Чехов неоднократно показывает в своих произведениях, что сообщение готовой информации — лишь частный случай общения. Гораздо существеннее в чеховском контексте та информация, которая формируется непосредственно в коммуникативном акте говорения: «...я продолжал, стараясь уловить свою главную мысль» (С., 9, 184) («Дом с мезонином»). Процитированные слова принадлежат персонажу-рассказчику, но они приоткрывают, мне кажется, существенный аспект коммуникативной стратегии и самого писателя. Чеховское художественное письмо не доносит до читателя готовую, сложившуюся у автора (или позаимствованную им), мысль о жизни, а только целеустремленно ищет ее, стремится «уловить», вовлекая в солидарный поиск и читателя. В этом и состоит, по-видимому, принципиальная новизна рассказов Чехова, замеченная Толстым.
Современная Чехову критика не обладала и не могла еще обладать инструментарием для вполне адекватного прочтения его текстов. Тогда как в наше время теория коммуникации эксплицирует художественные открытия Чехова и одновременно сама обогащается ими.
Примечания
1. Характерный образец чеховского «глухонемого» слова: «— Скажите мне что-нибудь убедительное. Хоть одно слово скажите. — Одно слово? Извольте: тарарабумбия» («Володя большой и Володя маленький»). В «Бабьем царстве» значимо присутствие глухонемой девицы, у вдовы Лукерьи из «Студента» выражение было странное, как у глухонемой и т. п.
2. См.: Щеглов Ю.К. Молодой человек в дряхлеющем мире (Чехов: «Ионыч») // Жолковский А.К., Щеглов Ю.К. Мир автора и структура текста.
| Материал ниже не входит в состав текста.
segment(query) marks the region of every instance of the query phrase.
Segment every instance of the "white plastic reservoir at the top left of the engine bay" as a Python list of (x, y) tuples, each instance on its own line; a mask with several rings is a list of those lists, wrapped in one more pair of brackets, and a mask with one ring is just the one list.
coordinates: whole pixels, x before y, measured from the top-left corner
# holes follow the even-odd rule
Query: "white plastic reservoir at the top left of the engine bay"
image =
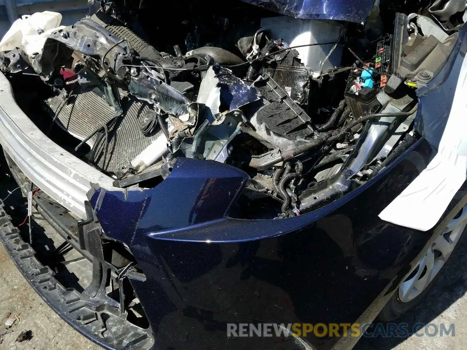
[(62, 15), (57, 12), (37, 12), (32, 15), (24, 15), (14, 21), (7, 34), (0, 42), (0, 51), (10, 51), (21, 48), (28, 56), (42, 53), (45, 41), (59, 27)]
Tenafly, 1986.
3. Степанов А.Д. Проблемы коммуникации у Чехова. М., 2005. С. 327.
4. Там же. С. 335.
5. Сергеенко П.А. Толстой и его современники. М., 1911. С. 228.
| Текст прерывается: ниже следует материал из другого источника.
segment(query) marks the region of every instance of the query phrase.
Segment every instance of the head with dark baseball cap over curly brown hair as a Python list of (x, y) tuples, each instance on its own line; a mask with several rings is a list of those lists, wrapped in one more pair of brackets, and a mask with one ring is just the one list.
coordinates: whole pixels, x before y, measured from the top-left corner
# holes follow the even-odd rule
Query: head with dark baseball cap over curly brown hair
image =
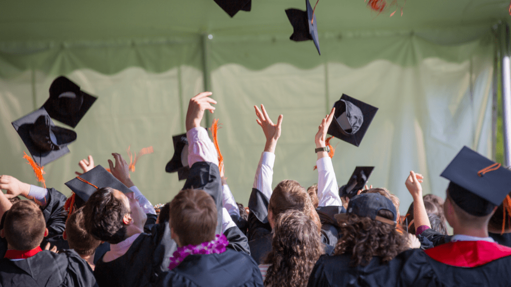
[(353, 197), (347, 213), (338, 214), (339, 239), (335, 254), (351, 255), (351, 266), (366, 266), (373, 256), (388, 262), (408, 248), (406, 234), (396, 228), (394, 204), (379, 193)]

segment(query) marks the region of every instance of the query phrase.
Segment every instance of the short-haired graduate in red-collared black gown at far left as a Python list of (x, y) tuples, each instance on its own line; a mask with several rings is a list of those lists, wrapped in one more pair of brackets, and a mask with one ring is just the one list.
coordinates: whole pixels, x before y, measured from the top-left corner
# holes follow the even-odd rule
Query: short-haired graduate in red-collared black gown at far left
[[(0, 193), (0, 212), (8, 202)], [(8, 250), (0, 260), (0, 286), (98, 286), (92, 270), (75, 251), (54, 253), (41, 250), (45, 228), (42, 211), (35, 203), (22, 200), (6, 211), (0, 236)]]

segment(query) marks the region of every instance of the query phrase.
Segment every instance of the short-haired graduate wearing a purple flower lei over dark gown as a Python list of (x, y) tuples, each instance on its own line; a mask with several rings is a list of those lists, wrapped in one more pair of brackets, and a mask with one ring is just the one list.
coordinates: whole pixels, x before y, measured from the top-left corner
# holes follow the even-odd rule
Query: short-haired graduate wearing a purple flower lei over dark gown
[(225, 235), (215, 235), (216, 214), (215, 202), (203, 190), (183, 189), (176, 195), (169, 223), (179, 247), (156, 286), (263, 286), (250, 255), (230, 250)]

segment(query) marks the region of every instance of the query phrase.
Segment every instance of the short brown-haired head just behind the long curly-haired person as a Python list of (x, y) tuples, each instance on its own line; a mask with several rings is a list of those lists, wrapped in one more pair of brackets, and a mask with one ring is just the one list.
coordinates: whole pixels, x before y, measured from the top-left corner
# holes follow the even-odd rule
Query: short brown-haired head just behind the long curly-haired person
[(318, 232), (320, 231), (319, 216), (305, 188), (297, 181), (283, 180), (273, 189), (268, 203), (268, 221), (272, 228), (275, 226), (275, 219), (289, 209), (307, 214), (318, 226)]

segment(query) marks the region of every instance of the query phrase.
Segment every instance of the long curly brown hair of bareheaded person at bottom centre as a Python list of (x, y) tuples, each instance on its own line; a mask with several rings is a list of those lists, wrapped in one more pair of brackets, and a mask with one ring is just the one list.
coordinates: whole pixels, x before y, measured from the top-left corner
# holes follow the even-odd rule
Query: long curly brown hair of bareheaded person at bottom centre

6. Степанов А.Д. Проблемы коммуникации у Чехова. С. 334.
7. По Бахтину, это «сложное событие встречи и взаимодействия с чужим словом» (Бахтин М.М. Эстетика словесного творчества. М., 1979. С. 349); «за этим контактом контакт личностей» (Там же. С. 364). Помимо новаторских работ Бахтина «Проблема речевых жанров» и «Проблема текста» см. классические в этом отношении исследования Тойна ван Дейка (Dijk van, Teun A. The Analysis of News as Discourse // News Analysis. Case Studies of International and National News in the Press. Hillsdale, New Jersey, 1988).
8. Аристотель. Риторика // Античные риторики. М., 1978. С. 24.
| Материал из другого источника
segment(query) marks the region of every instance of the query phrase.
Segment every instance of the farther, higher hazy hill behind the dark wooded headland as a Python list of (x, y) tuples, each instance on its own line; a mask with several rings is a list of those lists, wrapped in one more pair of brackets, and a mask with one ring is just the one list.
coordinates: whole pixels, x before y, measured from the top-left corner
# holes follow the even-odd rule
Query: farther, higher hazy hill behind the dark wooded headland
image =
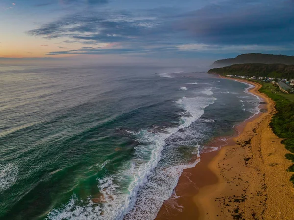
[(212, 64), (212, 67), (225, 67), (233, 64), (244, 63), (264, 63), (264, 64), (286, 64), (294, 65), (294, 56), (285, 55), (273, 55), (263, 53), (248, 53), (241, 54), (235, 58), (229, 58), (224, 60), (217, 60)]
9. Волошинов В.Н. Философия и социология гуманитарных наук. СПб., 1995. С. 72.
10. Бахтин М.М. Собр. соч.: В 7 т. Т. 5. М., 1996. С. 255.
11. Там же. С. 364.
12. Фуко М. Археология знания. Киев, 1996. С. 50.
13. Там же. С. 56.
14. Там же. С. 94.
15. Там же. С. 96.
16. Там же. С. 55.
17. См.: Шмид В. Проза как поэзия. СПб., 1998. С. 278—294.
18. Бахтин М.М. Собр. соч.: В 7 т. Т. 5. С. 210.
19. Катаев В.Б. Проза Чехова: проблемы интерпретации. М., 1979. С. 34.
20. См.: Тюпа В.И. Художественность чеховского рассказа. М., 1989.
21. Степанов А.Д. Проблемы коммуникации у Чехова. С. 365, 364.
22. Лакшин В.Я. О «символе веры» Чехова // Чеховиана. М., 1990. С. 11.
23. Страда В. Антон Чехов // История русской литературы. XX столетие. Серебряный век. М.: Прогресс, 1995. С. 49.
24. Бахтин М.М. Проблемы поэтики Достоевского. М., 1972. С. 135.